Try cleaning first, but find the cause to prevent it again!
If the catalytic converter is dirty I can see how cleaning it would work. Try a gallon of lacquer thinner in a 10 to 12 gallon tank. P0420 comes with just 5% below correct efficiency threshold. If it was broken, it definitely would not work. (Melted or broken up.) Also, remember, if your catalytic converter went bad, be sure to look for any leaking fuel injectors, check timing and spark, as these problems make catalytic converters go bad. (To test fuel injectors requires some advanced equipment.)My point about trying to clean a catalytic converter, is that it just has some carbon build up on it keeping combustion gasses from getting the catalyzing metals, then cleaning it off will work.
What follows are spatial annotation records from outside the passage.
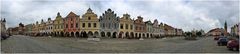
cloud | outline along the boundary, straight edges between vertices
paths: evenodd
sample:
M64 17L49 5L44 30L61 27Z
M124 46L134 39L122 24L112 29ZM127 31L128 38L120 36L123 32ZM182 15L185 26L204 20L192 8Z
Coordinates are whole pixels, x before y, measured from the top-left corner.
M159 22L182 28L184 31L208 31L223 27L225 21L228 22L228 27L239 23L239 2L236 0L4 0L1 1L1 17L7 18L7 25L13 27L19 22L29 24L41 19L46 21L48 17L55 19L57 12L63 17L70 11L82 16L89 7L98 16L111 8L119 17L128 13L134 19L143 16L144 21L158 19Z

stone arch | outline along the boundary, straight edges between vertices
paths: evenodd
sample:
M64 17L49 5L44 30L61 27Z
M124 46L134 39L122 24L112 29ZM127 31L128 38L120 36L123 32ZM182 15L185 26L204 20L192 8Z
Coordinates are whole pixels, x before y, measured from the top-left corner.
M64 33L63 33L63 32L61 32L60 36L61 36L61 37L63 37L63 36L64 36Z
M94 36L93 36L93 38L96 38L96 37L98 37L98 36L99 36L98 31L95 31L95 32L94 32Z
M54 36L57 36L57 32L54 32Z
M66 33L65 33L65 37L68 37L68 36L69 36L69 33L68 33L68 32L66 32Z
M112 38L116 38L116 37L117 37L117 32L113 32Z
M92 31L88 32L88 37L93 37L93 32Z
M86 33L85 31L82 31L82 32L81 32L81 36L82 36L83 38L88 38L88 35L87 35L87 33Z
M70 37L74 37L74 32L71 32L71 35L70 35Z
M79 32L76 32L76 37L80 37L80 34L79 34Z
M128 32L125 33L125 37L126 37L126 38L130 38Z
M135 36L134 36L134 38L138 38L138 33L135 33Z
M134 37L134 33L131 32L131 33L130 33L130 38L133 38L133 37Z
M119 35L118 35L118 38L122 38L122 37L123 37L123 32L120 31L120 32L119 32Z
M142 37L143 37L143 38L146 38L145 33L142 33Z

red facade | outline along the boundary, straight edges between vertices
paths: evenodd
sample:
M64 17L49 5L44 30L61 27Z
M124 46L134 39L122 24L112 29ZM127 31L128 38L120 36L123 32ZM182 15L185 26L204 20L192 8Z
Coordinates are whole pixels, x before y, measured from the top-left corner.
M79 20L79 16L76 15L73 12L70 12L64 19L64 31L65 33L71 34L70 36L74 36L75 32L77 32L79 30L78 28L78 22Z

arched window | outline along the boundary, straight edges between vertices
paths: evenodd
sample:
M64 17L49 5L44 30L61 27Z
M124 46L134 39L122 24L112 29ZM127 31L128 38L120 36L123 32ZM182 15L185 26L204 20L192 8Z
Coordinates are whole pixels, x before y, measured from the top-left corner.
M91 20L91 17L88 17L88 20Z

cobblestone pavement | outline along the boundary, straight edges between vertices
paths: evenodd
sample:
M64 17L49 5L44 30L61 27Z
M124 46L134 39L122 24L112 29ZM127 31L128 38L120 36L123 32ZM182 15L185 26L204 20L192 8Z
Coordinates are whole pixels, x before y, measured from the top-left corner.
M5 53L239 53L226 46L217 46L213 37L184 40L183 37L163 39L109 39L89 41L86 38L11 36L1 41Z

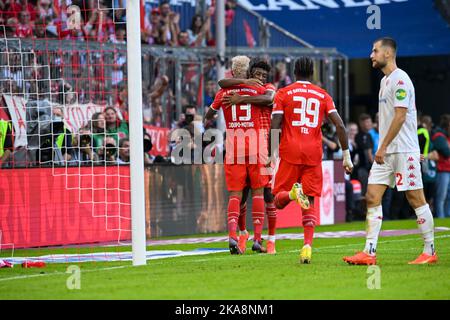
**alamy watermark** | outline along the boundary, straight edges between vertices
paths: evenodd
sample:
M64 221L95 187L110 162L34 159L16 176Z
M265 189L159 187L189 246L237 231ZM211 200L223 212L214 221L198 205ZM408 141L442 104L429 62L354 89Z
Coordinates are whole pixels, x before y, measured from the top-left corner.
M367 14L370 16L367 18L366 26L369 30L381 29L381 9L377 5L371 5L367 7Z
M367 289L369 290L379 290L381 289L381 269L379 266L373 265L367 268Z
M70 265L67 267L66 273L70 276L66 280L66 287L69 290L80 290L81 289L81 270L79 266Z
M280 130L272 129L271 155L278 150L279 133ZM218 129L203 133L195 131L194 134L186 129L176 129L170 137L171 161L174 164L267 164L266 130L230 129L226 130L225 137Z

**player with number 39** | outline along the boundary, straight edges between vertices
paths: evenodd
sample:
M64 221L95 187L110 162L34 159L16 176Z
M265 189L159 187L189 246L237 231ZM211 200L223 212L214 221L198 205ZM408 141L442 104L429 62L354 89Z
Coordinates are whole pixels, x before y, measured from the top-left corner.
M308 57L298 59L294 73L297 81L278 90L274 99L271 134L278 132L274 129L281 129L281 139L272 192L278 209L291 201L297 201L303 208L304 246L300 262L310 263L316 224L314 197L320 197L322 192L321 125L325 116L336 126L347 174L352 172L353 164L347 132L333 99L324 89L310 82L314 73L313 60Z

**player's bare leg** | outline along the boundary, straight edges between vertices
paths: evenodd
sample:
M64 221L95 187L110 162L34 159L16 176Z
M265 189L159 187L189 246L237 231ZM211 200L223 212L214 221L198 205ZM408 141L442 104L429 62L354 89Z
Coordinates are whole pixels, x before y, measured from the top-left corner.
M316 226L316 214L314 197L308 196L309 207L302 210L303 224L303 248L300 251L300 263L311 263L312 241L314 238L314 228Z
M236 234L242 191L231 191L228 200L228 245L231 254L241 254Z
M376 250L378 235L380 234L383 222L383 208L381 200L387 186L383 184L369 184L366 193L367 214L366 214L366 246L364 251L356 253L354 256L344 257L344 261L349 264L376 264Z
M247 220L247 198L248 198L248 192L250 191L249 187L245 187L245 189L242 192L242 199L241 199L241 205L240 205L240 213L239 213L239 221L238 221L238 227L239 227L239 240L238 240L238 246L241 250L241 253L244 253L247 249L247 240L249 237L247 226L246 226L246 220Z
M423 189L406 191L406 199L416 212L417 226L424 239L422 254L409 264L436 263L438 258L434 248L434 220Z
M277 208L275 207L274 197L270 188L264 188L264 202L266 205L266 214L268 219L269 240L267 241L267 253L275 254L275 240L277 228Z
M252 189L252 220L253 220L253 246L252 250L260 253L267 252L262 245L262 229L264 226L264 188Z

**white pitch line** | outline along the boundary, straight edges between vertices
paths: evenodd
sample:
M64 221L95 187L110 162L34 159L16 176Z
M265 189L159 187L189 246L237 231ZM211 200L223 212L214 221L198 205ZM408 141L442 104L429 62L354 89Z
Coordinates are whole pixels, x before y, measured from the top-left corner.
M122 269L122 268L128 268L132 266L116 266L116 267L107 267L107 268L100 268L100 269L87 269L87 270L81 270L81 273L85 272L95 272L95 271L107 271L107 270L114 270L114 269ZM40 274L28 274L23 276L15 276L10 278L0 278L0 282L2 281L8 281L8 280L19 280L19 279L29 279L29 278L37 278L37 277L48 277L48 276L60 276L60 275L69 275L66 272L53 272L53 273L40 273Z
M450 238L450 235L442 235L442 236L436 236L434 237L435 239L442 239L442 238ZM417 239L398 239L398 240L386 240L386 241L380 241L378 243L390 243L390 242L405 242L405 241L417 241ZM349 243L349 244L345 244L345 245L339 245L339 246L327 246L327 247L322 247L322 248L316 248L315 251L321 251L323 249L338 249L338 248L345 248L345 247L352 247L352 246L361 246L361 243ZM297 250L290 250L290 251L285 251L284 253L295 253L298 252ZM258 255L258 256L263 256L263 255ZM241 258L243 257L254 257L254 255L243 255ZM225 259L229 259L229 256L226 257L222 257L222 258L215 258L214 260L225 260ZM210 259L197 259L197 260L190 260L190 261L185 261L185 262L204 262L204 261L211 261ZM152 265L155 264L163 264L162 262L160 263L151 263ZM97 271L108 271L108 270L114 270L114 269L124 269L124 268L130 268L133 267L132 265L127 265L127 266L116 266L116 267L107 267L107 268L100 268L100 269L88 269L88 270L82 270L82 273L84 272L97 272ZM0 279L0 282L3 281L9 281L9 280L21 280L21 279L30 279L30 278L37 278L37 277L48 277L48 276L59 276L59 275L67 275L67 273L65 272L54 272L54 273L44 273L44 274L31 274L31 275L23 275L23 276L15 276L15 277L10 277L10 278L2 278Z

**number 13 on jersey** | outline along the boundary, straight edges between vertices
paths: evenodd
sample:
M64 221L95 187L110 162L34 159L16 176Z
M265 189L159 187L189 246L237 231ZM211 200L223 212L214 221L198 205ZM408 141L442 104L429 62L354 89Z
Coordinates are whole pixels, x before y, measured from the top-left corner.
M316 128L319 124L320 101L316 98L307 99L302 96L293 96L292 99L300 102L300 107L293 109L294 114L300 115L300 120L292 121L292 126Z

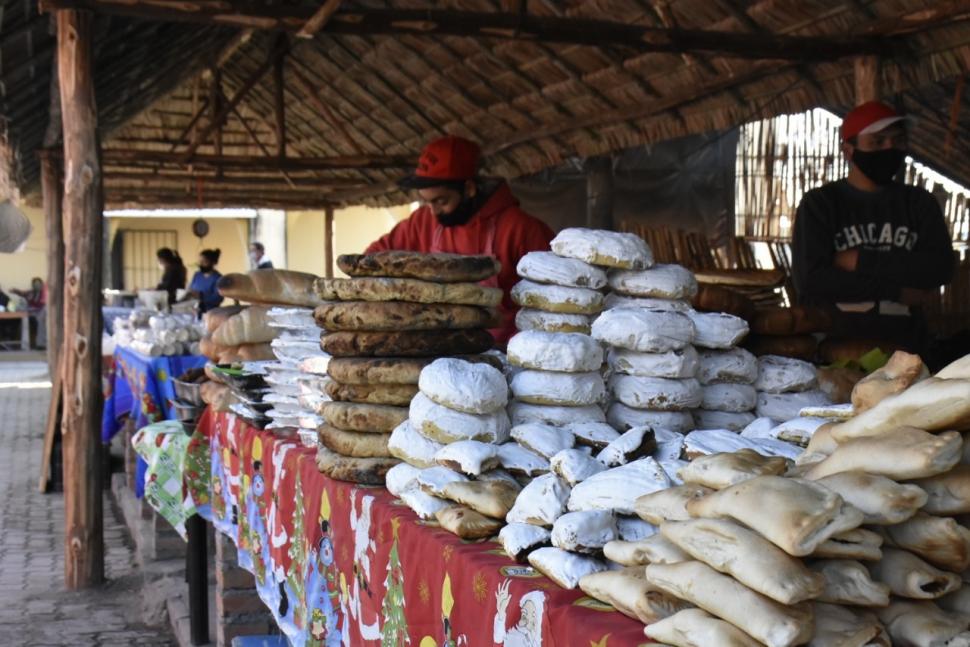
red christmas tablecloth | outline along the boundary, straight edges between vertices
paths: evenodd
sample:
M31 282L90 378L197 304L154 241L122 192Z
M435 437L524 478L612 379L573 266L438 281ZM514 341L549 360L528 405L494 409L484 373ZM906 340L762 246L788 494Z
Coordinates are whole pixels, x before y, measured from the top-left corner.
M239 547L294 645L642 645L643 626L509 559L421 521L384 488L334 481L315 450L207 411L216 528ZM188 461L198 464L199 461ZM193 485L195 484L195 485Z

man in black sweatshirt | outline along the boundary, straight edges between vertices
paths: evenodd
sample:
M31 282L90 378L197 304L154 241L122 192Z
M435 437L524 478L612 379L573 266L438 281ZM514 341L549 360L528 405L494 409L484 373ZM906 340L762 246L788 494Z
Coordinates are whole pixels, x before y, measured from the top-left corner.
M792 278L798 301L832 306L836 336L924 350L920 304L953 275L939 203L894 181L906 156L905 117L884 103L842 122L847 178L805 194L795 216Z

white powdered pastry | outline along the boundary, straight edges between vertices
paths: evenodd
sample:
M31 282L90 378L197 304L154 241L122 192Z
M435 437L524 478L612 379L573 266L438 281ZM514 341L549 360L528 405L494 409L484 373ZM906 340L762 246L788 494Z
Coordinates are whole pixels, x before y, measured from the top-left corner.
M741 430L742 438L776 438L772 430L778 425L771 418L755 418L748 426ZM717 427L711 427L717 429Z
M512 286L512 301L523 308L591 315L603 309L603 294L589 288L543 285L523 279Z
M533 477L549 471L549 461L518 443L505 443L498 446L498 459L509 473L516 476Z
M422 490L431 496L444 497L445 485L456 481L467 480L468 477L464 474L459 474L454 470L438 465L421 470L421 473L418 474L417 483L421 486Z
M603 349L589 335L526 330L509 340L508 357L522 368L585 373L599 370Z
M634 427L607 445L596 455L596 460L607 467L616 467L649 456L656 448L652 428Z
M545 312L532 308L520 308L515 314L515 327L523 331L574 332L588 335L592 325L593 318L590 315Z
M672 310L673 312L687 312L693 310L689 301L674 299L657 299L654 297L627 297L616 292L610 292L603 301L604 310L613 308L646 308L647 310Z
M440 499L425 492L417 480L401 490L398 493L398 498L404 501L407 507L414 510L414 514L425 520L434 519L439 510L454 505L451 501Z
M408 415L411 425L421 435L439 443L459 440L503 443L508 440L512 429L505 411L484 415L462 413L435 403L423 393L418 393L411 400Z
M652 458L641 458L589 477L573 488L567 507L570 512L613 510L634 514L637 498L668 487L670 479L660 464Z
M597 317L591 334L611 346L640 353L666 353L693 341L694 324L680 312L617 308Z
M313 375L326 375L329 365L329 355L313 355L300 360L298 364L301 373L310 373Z
M733 348L748 334L748 322L726 312L691 310L687 316L694 322L694 345L701 348Z
M683 411L700 406L703 392L694 378L668 380L662 377L614 375L610 392L621 403L637 409Z
M702 350L697 367L701 384L738 382L751 384L758 379L758 358L743 348Z
M640 541L653 537L660 529L652 523L647 523L639 517L616 518L616 532L622 541Z
M564 589L574 589L584 576L606 570L601 560L561 548L534 550L529 554L529 564Z
M513 425L541 422L555 427L579 422L606 422L603 410L596 405L585 407L561 407L513 401L509 405L509 417Z
M606 272L603 269L552 252L529 252L519 259L515 271L522 278L536 283L593 290L606 287Z
M495 413L509 401L502 371L453 357L436 359L421 369L418 388L436 403L464 413Z
M636 234L570 227L560 231L550 249L559 256L578 258L592 265L643 270L653 265L653 253Z
M653 427L654 429L668 429L686 434L695 429L694 417L690 411L651 411L649 409L634 409L623 403L614 402L606 413L609 424L626 431L631 427Z
M531 523L551 528L566 513L569 487L555 474L543 474L522 488L505 516L509 523Z
M401 492L404 491L404 488L412 483L417 483L418 474L420 473L421 470L413 465L398 463L387 470L387 474L384 477L384 487L387 488L388 492L399 497L401 496Z
M762 355L758 358L758 379L754 388L759 391L791 393L807 391L817 384L815 367L809 362L780 355Z
M666 353L638 353L625 348L611 348L606 362L616 373L641 377L694 377L700 360L693 346Z
M588 373L558 373L524 370L515 374L510 384L516 399L530 404L579 407L602 402L606 398L603 376Z
M437 465L434 457L442 447L444 445L441 443L425 438L415 431L410 420L395 427L387 441L387 450L391 456L422 468Z
M829 418L800 416L772 428L771 437L804 447L812 439L812 436L815 435L819 427L830 422L832 421Z
M499 465L498 447L477 440L460 440L445 445L434 458L439 465L468 476L478 476Z
M570 486L582 483L593 474L606 469L603 463L580 449L560 451L549 459L549 466L554 474L558 474Z
M568 512L552 526L552 545L574 553L595 553L618 536L609 510Z
M505 554L516 561L525 559L533 549L548 545L551 537L547 529L531 523L510 523L498 533Z
M803 407L820 407L827 404L832 404L832 400L818 389L798 393L762 392L758 394L755 413L759 418L784 421L797 418Z
M539 422L512 427L512 439L528 449L549 459L575 443L572 433Z
M750 384L708 384L702 389L701 409L708 411L751 411L758 404L758 392Z
M605 422L571 422L563 429L576 438L576 444L602 449L620 437L620 433Z
M709 454L753 449L763 456L782 456L794 459L802 453L800 447L771 438L743 438L726 429L699 429L684 438L684 453L688 460Z
M731 411L707 411L705 409L694 410L695 429L727 429L739 432L752 422L755 416L749 411L733 413ZM774 420L772 420L774 423Z
M630 297L656 299L684 299L690 301L697 294L694 273L680 265L654 265L648 270L610 272L610 287Z

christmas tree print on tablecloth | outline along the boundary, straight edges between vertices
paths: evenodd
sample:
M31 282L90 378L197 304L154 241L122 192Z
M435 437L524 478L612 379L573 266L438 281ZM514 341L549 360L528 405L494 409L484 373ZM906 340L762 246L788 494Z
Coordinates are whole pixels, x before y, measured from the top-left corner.
M381 647L403 647L411 644L408 636L408 623L404 617L404 569L397 548L397 531L401 527L398 517L391 519L394 541L387 562L387 578L384 587L387 594L381 608L384 623L381 627Z

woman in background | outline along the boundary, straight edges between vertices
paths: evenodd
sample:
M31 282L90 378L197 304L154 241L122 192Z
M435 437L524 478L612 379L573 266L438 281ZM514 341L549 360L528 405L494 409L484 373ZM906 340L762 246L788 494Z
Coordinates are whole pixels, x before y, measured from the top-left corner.
M203 249L199 253L199 271L192 276L189 293L185 297L199 300L199 314L218 308L222 303L222 295L216 290L216 283L222 276L216 270L221 255L222 251L218 249Z
M175 303L176 292L185 288L185 276L188 273L185 263L178 252L168 247L159 249L155 256L158 257L158 267L162 270L162 280L155 289L168 292L168 305L172 305Z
If enough of these metals are eroded away off of the ceramic honey comb, no amount of cleaning will make it work. If the catalytic converter doesn't have to be cut out of the car, then it may be practical to unbolt it and leave it in a thick concentration of dawn detergent over night, rinse it off, reinstall it and it may work again. This is a more aggressive and more effective way, but if your car is really old, my guess is that it just needs replacing.
Back to the analysis, has it really gone bad?
On a live data scan you can see the stoichiometric up and down from lean to rich on traditional O2 sensors. Seeing that on bank 1 sensor 1 or bank 2 sensor 1 - O2 sensors that are prior to the catalytic converter you're fine. If you see that same, or nearly the same wave form on sensor 2 for bank 1 or 2, then you should have a bad catalytic converter (saying this to cover V6/V8 cars with two engine banks, just apply the information to to a 4 cylinder or inline 4, (L4) engine without the bank 2 information. The sensor 2's on bank 1 or 2 are after the catalytic converter. Bank 1 catalytic converter below efficiency is a P0420, and a P0430 is a the same problem on bank 2.
I had an exhaust leak prior to my cat (a nickname for catalytic converters). When I replaced my cat I was lucky that I did indeed need it.The new cat almost stopped the wave form on the sensors behind the cat. You see, as outside air burps into your exhaust via the venturi effect (move gases down a pipe at high speeds will pull outside air in through a hole) it'll cool the exhaust gasses, and make your catalytic converter cooler for a moment, and burn less of the unburnt combustion gasses. A human can see the difference but the car figures exhaust leaks as a bad cat.The rear O2 sensors should be pretty steady. They can stay steady rich or lean and you've beat the P0420 and/or P0430.
They can go from lean to rich at times. My car's cat lives super lean, by my O2 sensors estimation. If I'm accelerating for a while onto the freeway or the exhaust isn't warmed up yet, then that sensor will go rich. Some rear O2 sensors will see rich all of the time. That's how usual catalytic converters/rear O2 sensor relationships are.